Maybe not as often as we should hear the mantra of clarity in writing: Precision, precision, precision.

Consider this example: "The Louisville police department released a letter of termination it sent to the officer who 'blindly fired' 10 rounds into a covered patio door."

Written that way, the sentence would have us believe that the patio door was covered.

We get the true meaning if the sentence is written this way: "The Louisville police department released a letter of termination it sent to the officer who 'blindly fired' into the door of a covered patio."

The impulse to compress ideas often leads to constructions that befuddle a reader.

Another example: A mask mandate exemption for people of color meant to address racial profiling concerns has been removed after racist backlash, Oregon county officials said.

That sentence begins with three nouns stacked — mask, mandate and exemption — forcing a reader to work to unstack them.

Far better to write that county officials have removed an exemption for people of color from the mandate that every citizen wear a mask.

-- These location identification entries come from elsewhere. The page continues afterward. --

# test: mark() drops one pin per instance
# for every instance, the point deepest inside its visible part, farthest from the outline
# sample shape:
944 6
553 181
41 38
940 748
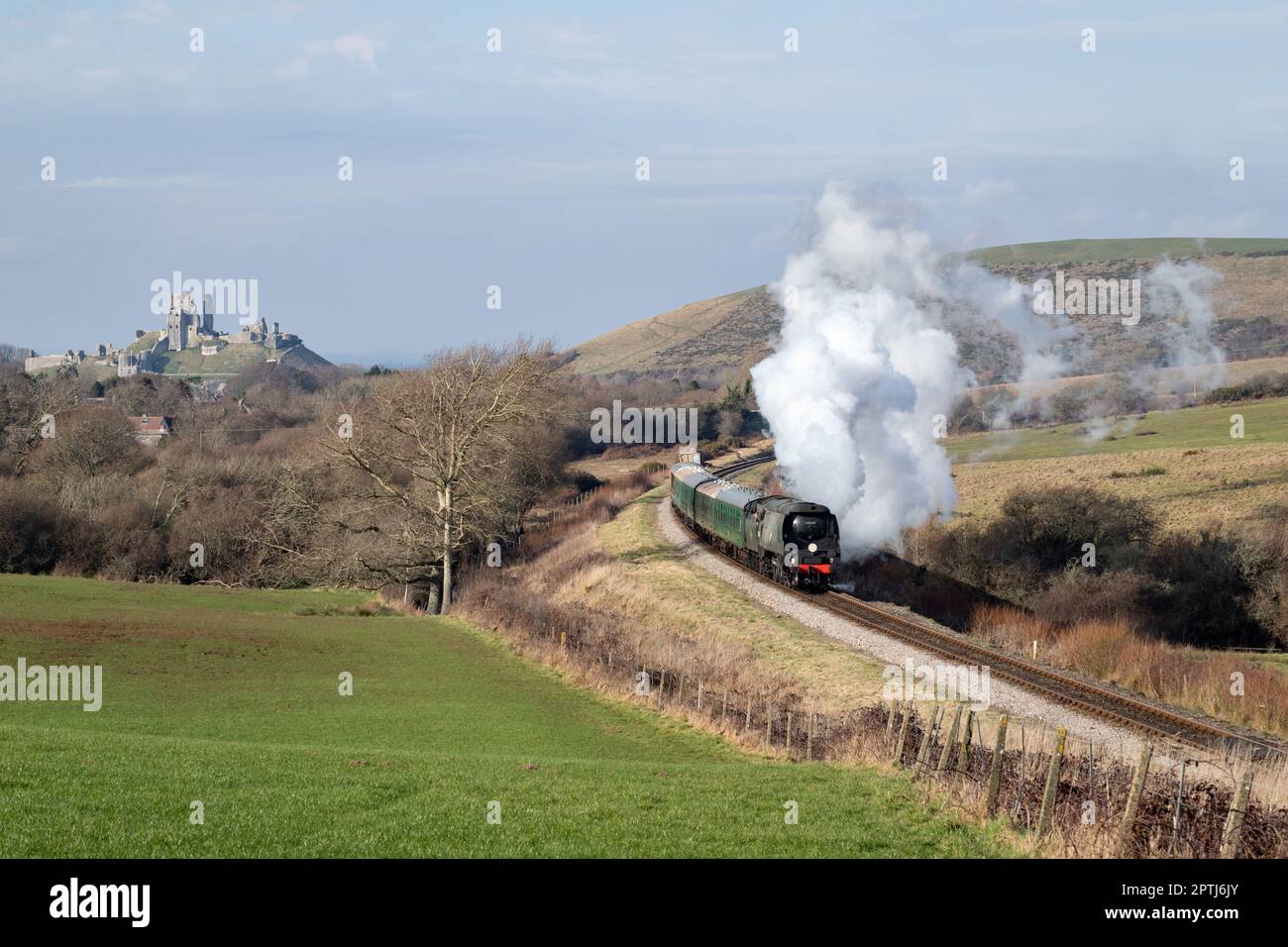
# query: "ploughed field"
231 697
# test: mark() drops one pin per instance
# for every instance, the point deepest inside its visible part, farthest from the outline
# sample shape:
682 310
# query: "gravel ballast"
1005 697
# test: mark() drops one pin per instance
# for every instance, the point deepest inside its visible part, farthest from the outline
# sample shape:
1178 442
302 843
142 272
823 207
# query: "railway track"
1093 698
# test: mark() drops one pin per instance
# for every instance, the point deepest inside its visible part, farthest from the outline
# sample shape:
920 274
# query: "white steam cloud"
866 369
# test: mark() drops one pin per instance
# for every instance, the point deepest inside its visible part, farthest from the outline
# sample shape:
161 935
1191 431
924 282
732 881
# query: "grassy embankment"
231 698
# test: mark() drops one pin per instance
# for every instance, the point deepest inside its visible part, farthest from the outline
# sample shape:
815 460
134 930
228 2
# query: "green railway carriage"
790 540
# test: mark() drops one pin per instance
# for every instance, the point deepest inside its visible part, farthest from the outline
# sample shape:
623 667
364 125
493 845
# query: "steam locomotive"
789 540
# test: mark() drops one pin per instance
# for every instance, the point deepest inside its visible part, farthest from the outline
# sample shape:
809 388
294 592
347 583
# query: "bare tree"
445 449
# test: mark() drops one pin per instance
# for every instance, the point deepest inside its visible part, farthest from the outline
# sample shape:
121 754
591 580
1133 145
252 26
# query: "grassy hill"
231 697
739 329
1184 463
230 361
747 322
1052 252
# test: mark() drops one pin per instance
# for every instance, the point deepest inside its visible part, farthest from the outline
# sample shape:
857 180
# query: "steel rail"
1089 697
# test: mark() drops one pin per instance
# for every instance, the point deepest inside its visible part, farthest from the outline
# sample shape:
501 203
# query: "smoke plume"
866 371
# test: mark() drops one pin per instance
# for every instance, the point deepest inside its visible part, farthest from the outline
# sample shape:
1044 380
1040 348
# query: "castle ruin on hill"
189 325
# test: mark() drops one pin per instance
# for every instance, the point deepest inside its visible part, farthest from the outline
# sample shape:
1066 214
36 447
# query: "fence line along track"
1086 696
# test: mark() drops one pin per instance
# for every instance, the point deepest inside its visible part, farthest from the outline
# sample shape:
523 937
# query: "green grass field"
231 698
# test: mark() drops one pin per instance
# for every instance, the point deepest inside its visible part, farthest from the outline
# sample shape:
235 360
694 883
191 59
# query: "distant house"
150 431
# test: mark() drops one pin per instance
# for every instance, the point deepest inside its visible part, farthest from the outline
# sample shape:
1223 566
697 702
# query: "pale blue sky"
518 167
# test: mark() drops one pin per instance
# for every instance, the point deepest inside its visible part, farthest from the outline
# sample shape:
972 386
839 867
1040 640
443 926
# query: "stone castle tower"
187 321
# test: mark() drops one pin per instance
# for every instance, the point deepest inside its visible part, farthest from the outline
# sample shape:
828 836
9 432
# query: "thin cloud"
355 50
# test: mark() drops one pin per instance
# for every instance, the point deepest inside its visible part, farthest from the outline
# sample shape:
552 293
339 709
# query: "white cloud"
988 189
99 182
353 48
1197 226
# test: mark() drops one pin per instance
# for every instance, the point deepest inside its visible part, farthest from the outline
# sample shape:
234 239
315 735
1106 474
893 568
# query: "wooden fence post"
964 750
1234 821
927 735
995 770
903 732
1052 783
951 740
1137 788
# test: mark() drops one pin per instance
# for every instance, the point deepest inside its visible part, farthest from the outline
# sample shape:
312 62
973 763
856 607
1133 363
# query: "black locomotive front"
800 541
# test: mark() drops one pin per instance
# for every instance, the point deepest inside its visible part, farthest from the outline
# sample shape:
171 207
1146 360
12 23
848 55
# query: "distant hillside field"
231 697
1184 463
726 333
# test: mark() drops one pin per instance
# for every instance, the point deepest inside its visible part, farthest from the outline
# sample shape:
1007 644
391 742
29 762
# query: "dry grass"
1197 486
1113 650
597 598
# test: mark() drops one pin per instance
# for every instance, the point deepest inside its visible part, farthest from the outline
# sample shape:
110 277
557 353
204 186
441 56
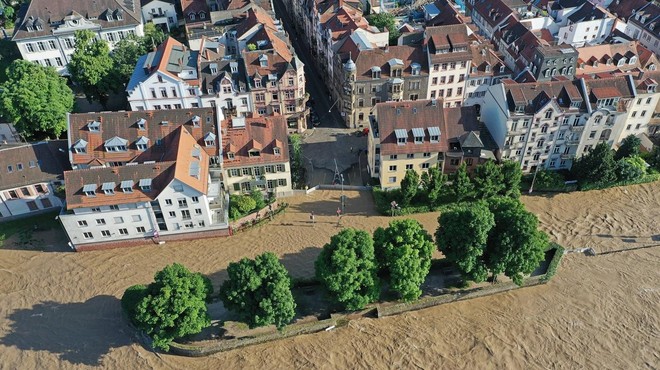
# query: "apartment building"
449 57
256 155
161 13
45 29
29 177
364 78
418 135
143 175
538 125
625 57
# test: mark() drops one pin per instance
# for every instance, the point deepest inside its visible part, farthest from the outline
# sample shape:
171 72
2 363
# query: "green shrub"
131 298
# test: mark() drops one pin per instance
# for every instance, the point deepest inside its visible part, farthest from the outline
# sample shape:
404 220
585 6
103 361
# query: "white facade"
26 199
160 13
56 49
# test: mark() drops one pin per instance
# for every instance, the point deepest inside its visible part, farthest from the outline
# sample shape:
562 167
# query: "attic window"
145 184
127 186
90 190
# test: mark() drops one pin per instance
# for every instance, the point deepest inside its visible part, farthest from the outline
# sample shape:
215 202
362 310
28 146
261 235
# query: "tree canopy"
90 66
515 245
596 167
259 291
462 237
347 268
629 147
36 99
404 251
488 180
173 306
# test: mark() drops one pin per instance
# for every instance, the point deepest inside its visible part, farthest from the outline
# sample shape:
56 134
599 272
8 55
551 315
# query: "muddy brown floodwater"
61 310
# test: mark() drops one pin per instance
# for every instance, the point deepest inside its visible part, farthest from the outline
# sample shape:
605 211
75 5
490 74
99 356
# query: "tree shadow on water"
79 332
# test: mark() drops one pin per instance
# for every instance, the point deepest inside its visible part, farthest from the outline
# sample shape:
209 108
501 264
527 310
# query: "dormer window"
108 188
90 190
142 143
94 126
116 144
401 136
80 146
209 139
127 186
418 134
375 72
145 184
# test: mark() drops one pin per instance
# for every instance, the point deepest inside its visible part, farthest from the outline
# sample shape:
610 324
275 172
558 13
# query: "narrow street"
330 147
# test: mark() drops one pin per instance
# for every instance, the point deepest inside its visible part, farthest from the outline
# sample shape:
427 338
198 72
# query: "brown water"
61 310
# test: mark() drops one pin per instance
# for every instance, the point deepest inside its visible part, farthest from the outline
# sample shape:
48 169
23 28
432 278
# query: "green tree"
404 251
90 66
36 99
462 187
488 180
385 20
462 237
347 268
515 245
433 184
174 305
259 291
630 168
595 167
512 175
409 187
629 147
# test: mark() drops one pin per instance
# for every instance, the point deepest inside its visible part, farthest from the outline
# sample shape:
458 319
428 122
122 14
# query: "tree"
629 147
259 291
36 99
596 167
433 183
404 250
347 268
488 180
174 305
409 187
462 237
462 187
90 66
385 21
512 175
515 245
630 168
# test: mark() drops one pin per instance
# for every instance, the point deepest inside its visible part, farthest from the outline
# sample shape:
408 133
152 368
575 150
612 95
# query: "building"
29 177
365 78
418 135
145 174
161 13
539 124
629 56
449 57
256 155
45 29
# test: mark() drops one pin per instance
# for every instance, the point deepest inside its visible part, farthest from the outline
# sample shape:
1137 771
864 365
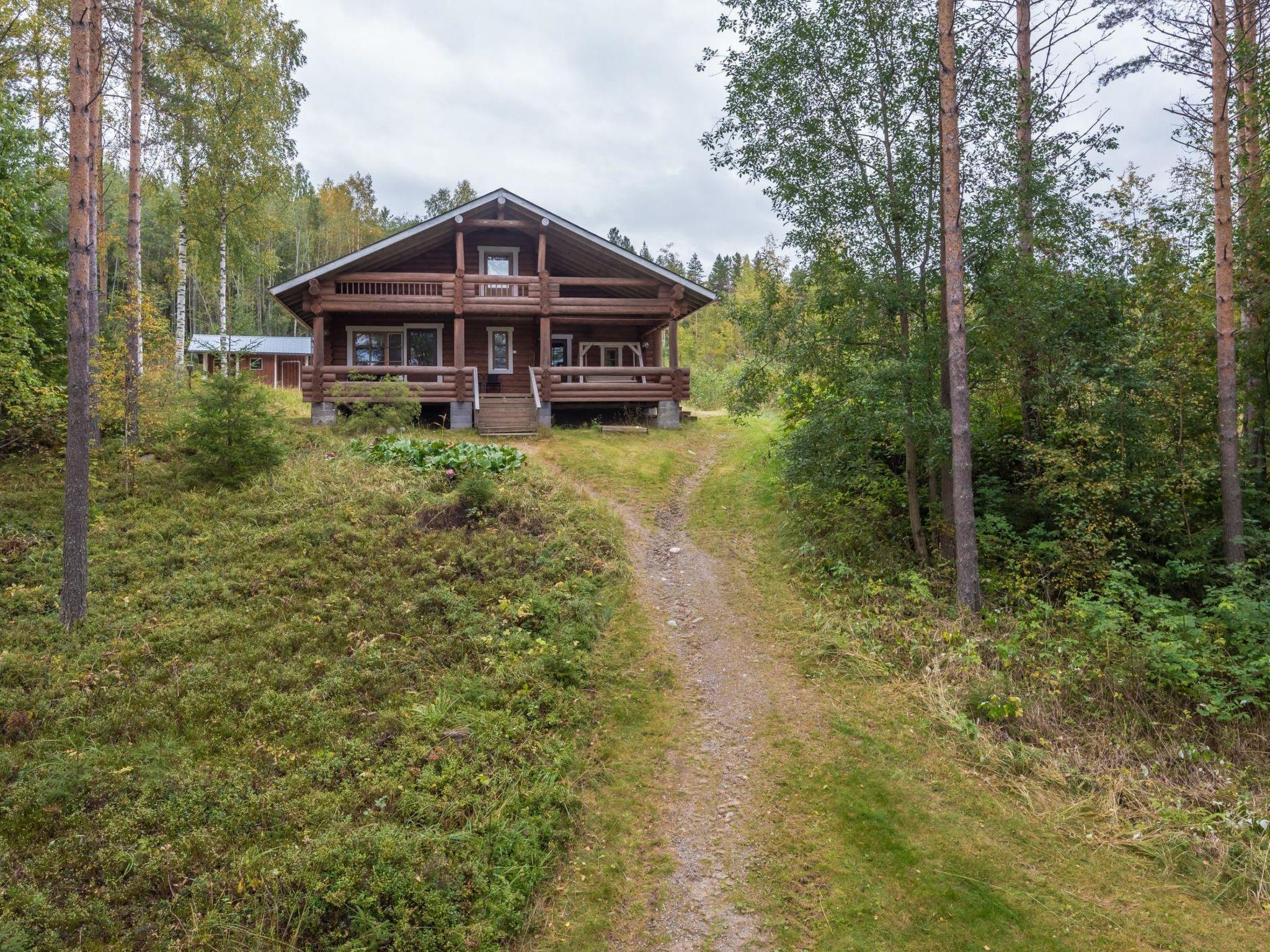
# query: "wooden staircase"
507 415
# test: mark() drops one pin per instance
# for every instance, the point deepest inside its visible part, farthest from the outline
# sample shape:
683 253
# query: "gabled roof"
243 345
427 234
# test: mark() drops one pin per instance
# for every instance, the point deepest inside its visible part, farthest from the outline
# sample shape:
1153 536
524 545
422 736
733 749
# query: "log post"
460 270
545 353
319 352
654 348
460 358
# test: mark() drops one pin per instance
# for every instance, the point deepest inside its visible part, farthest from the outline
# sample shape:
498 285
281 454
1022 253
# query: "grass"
637 470
301 715
618 860
881 834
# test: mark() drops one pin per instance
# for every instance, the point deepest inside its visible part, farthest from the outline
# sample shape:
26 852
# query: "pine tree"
954 282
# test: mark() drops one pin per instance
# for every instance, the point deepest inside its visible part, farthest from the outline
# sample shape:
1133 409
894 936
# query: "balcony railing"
426 293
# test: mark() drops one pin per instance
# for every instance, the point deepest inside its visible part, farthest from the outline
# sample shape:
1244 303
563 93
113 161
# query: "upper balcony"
495 295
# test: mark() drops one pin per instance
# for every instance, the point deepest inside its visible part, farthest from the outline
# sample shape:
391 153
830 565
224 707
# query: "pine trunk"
225 295
1227 389
94 205
954 281
182 278
74 596
1026 214
915 500
1248 86
133 345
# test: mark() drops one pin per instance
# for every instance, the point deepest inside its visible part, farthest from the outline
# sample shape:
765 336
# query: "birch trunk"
133 343
224 295
954 281
74 594
182 277
1026 211
1249 145
1227 390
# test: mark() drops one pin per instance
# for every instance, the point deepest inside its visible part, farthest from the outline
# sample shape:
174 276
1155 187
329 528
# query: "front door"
499 351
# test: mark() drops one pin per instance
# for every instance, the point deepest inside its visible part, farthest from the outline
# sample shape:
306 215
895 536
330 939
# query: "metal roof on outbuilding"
246 343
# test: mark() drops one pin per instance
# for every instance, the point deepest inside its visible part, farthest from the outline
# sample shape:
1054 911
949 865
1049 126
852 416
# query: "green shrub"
231 432
438 456
713 386
477 490
398 412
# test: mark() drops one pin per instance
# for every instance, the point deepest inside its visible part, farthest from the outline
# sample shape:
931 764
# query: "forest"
1019 389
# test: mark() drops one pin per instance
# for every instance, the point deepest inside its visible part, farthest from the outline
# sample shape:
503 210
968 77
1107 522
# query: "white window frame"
277 368
441 345
373 329
483 250
568 339
511 350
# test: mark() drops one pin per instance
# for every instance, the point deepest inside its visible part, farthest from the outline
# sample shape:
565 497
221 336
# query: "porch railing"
356 384
435 293
611 384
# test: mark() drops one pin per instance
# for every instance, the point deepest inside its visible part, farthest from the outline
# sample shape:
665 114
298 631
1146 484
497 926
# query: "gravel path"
732 684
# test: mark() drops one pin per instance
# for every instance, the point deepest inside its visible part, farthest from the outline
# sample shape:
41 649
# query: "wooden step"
507 416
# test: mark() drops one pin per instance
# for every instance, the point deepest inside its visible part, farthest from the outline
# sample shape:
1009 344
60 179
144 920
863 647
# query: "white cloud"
591 108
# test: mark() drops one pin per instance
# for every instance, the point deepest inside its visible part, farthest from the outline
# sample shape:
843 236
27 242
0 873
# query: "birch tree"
133 346
79 316
253 104
835 110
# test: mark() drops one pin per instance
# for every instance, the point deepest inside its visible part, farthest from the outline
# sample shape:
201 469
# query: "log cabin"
498 311
276 362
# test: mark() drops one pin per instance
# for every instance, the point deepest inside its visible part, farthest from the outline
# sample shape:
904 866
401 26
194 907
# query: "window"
499 260
424 347
500 351
378 348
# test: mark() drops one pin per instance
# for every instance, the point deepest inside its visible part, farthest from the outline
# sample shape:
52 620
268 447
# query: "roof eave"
352 258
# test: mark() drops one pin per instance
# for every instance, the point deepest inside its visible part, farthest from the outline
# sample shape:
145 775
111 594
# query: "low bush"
438 456
395 412
300 719
477 491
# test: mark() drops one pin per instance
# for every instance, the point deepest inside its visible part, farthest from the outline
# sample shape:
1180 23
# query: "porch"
379 384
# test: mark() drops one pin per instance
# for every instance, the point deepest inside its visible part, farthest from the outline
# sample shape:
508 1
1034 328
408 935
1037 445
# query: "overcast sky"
591 108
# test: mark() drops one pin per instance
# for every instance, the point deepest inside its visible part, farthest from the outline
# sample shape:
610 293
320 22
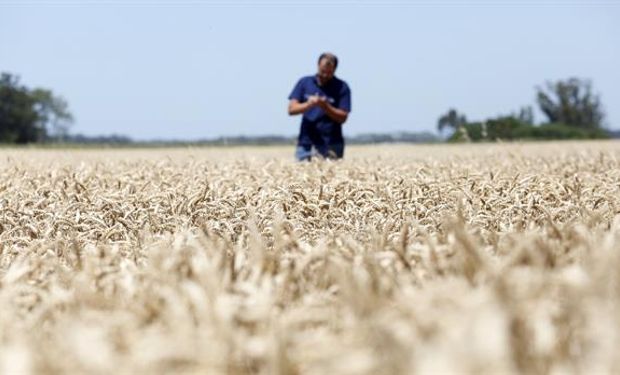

Just reverse the order of those nouns.

If your sentence, read aloud, does not sound conversational, rewrite it.

This column most recently dealt with ways to eliminate bloated language, in the interest of economy and clarity. I shortened a 73-word paragraph to 39 words. Several readers matched that revised total, and one beat our record, with 38.

But the response that impressed me most came from Melissa Anderson, a University of Minnesota professor of higher education. She blazed her own path, by (almost) matching the paragraph's meaning in only 17 syllables — the official length of the Japanese poetry form known as haiku:

"Pleasantville: stores closed, park empty — until hundreds come to mourn George Floyd."

I said Melissa "almost" matched the meaning; she omitted the outdoor dining cited in the original piece, thereby leaving some folks hungry. Still, she served up something delicious.

Gary Gilson is a Twin Cities writing coach.